All early blood draws and the ultrasound looked good and after my second ultrasound at 7 weeks, I was completely released to my local ob/gyn without any additional monitoring or concerns.
And thus began nearly 9 months of 'everything looks great' and 'totally normal.'
It wasn't until nearly the 7 month that I realized, upon a reflection from R that I was quiet and stressed for days before every appointment, that 'everything looks great' and 'totally normal' were foreign words to me. That the last time I had heard 'normal' before this, I had sat in my car and sobbed for 15 minutes because I knew in my heart it wasn't normal and thus began my journey with NaPro and never hearing the word 'normal' again. And so, I couldn't quite believe it was all 'normal'. Once I finally realized this, named it, and chatted with Fr. D about it, I had a bit of a more relaxed time at appointments. I think when we spend years going to appointments and being told of all the things that were found and the new treatments, it is hard to shift to 'normal' and it was just so hard to believe, a sort of post-IF PTSD. Suddenly doctor appointments were something to look forward to and get good news instead of something to dread. It just never seemed quite real. In fact, when at my 34 week appointment my thyroid numbers had dropped, I felt oddly relieved. Like, finally, they found something. But a quick trip to the endocrinologist and a bump up on my Armour and all was better.
The biggest hurdle was an insurance change at about 30 weeks that meant a change in doctors, but fortunately, by moving to a bigger city, the options were good and I was able to transfer to a midwife practice at a large women's hospital. There was some stress around this, but it all worked out way better than I would ever have allowed myself to expect.
And some details about my pregnancy that only I probably care about, but I shall put here just in case:
- I craved blueberries like nothing else. I could have eaten blueberries and nothing else all day, every day. Blueberries in the winter are not cheap. However, every grocery cart from about February on had at least 4 pints of blueberries in it - because frozen blueberries were not an option, only fresh.
- From second trimester on, I had heartburn that I ended up having Tums for dessert after every meal and took Zantac twice a day. The day my midwife said Zantac was ok during pregnancy I nearly kissed her!
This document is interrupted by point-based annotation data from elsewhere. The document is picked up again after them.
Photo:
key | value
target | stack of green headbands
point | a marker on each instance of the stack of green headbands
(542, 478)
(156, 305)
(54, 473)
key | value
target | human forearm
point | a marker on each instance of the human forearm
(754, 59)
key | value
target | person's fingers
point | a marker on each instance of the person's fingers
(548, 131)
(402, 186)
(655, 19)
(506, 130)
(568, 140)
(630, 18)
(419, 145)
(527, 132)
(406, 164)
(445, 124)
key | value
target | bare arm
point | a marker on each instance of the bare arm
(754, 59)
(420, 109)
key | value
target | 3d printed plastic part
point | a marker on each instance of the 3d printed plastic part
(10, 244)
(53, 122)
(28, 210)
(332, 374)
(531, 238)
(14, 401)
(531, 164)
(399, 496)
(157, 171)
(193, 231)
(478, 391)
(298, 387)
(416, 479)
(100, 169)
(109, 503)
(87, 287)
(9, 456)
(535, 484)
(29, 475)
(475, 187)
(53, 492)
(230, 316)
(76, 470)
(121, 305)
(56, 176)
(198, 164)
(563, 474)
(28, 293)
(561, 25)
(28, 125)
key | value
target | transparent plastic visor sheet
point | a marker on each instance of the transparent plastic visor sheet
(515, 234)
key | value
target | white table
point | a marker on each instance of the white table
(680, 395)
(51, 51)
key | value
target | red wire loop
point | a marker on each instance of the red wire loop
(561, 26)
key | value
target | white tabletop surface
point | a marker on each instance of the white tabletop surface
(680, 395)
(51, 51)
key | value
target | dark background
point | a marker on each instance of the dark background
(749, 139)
I shall call "BS" on the old-wives tale that heartburn = baby with lots of hair ;).
- At 35 weeks and 5 days I had a midwife appointment, and I really wanted to go to the beach the next week, but was being realistic about it in case I was told 'no'. Fortunately, everything looked good and I was given the all clear to go. The words "stay hydrated, have fun, and we'll see you when you get back" my now be my favorite sentence ever :). A week at the beach, doing a whole lot of nothing, at 36 weeks pregnant was as wonderful as you might imagine.
- We did not find out if Sugarbeet was a boy or a girl until she was born. 9 of 12 old wives tales said 'girl' and if I had been pushed to say one way or the other, I'd have said girl, but I wasn't convinced and would've been not-shocked if she had been a 'he'.
- I was super excited that my long-standing love of elephants has been the 'thing' for everything for baby, and R is super excited that we do not have a large home, because it has limited the elephants to some degree.
- When considering birthing options and such, I believed most of the interweb that said these 2 things - 1) first babies are always late and 2) your water rarely breaks on it's own or at home/shopping/etc like in the movies, especially for a first baby.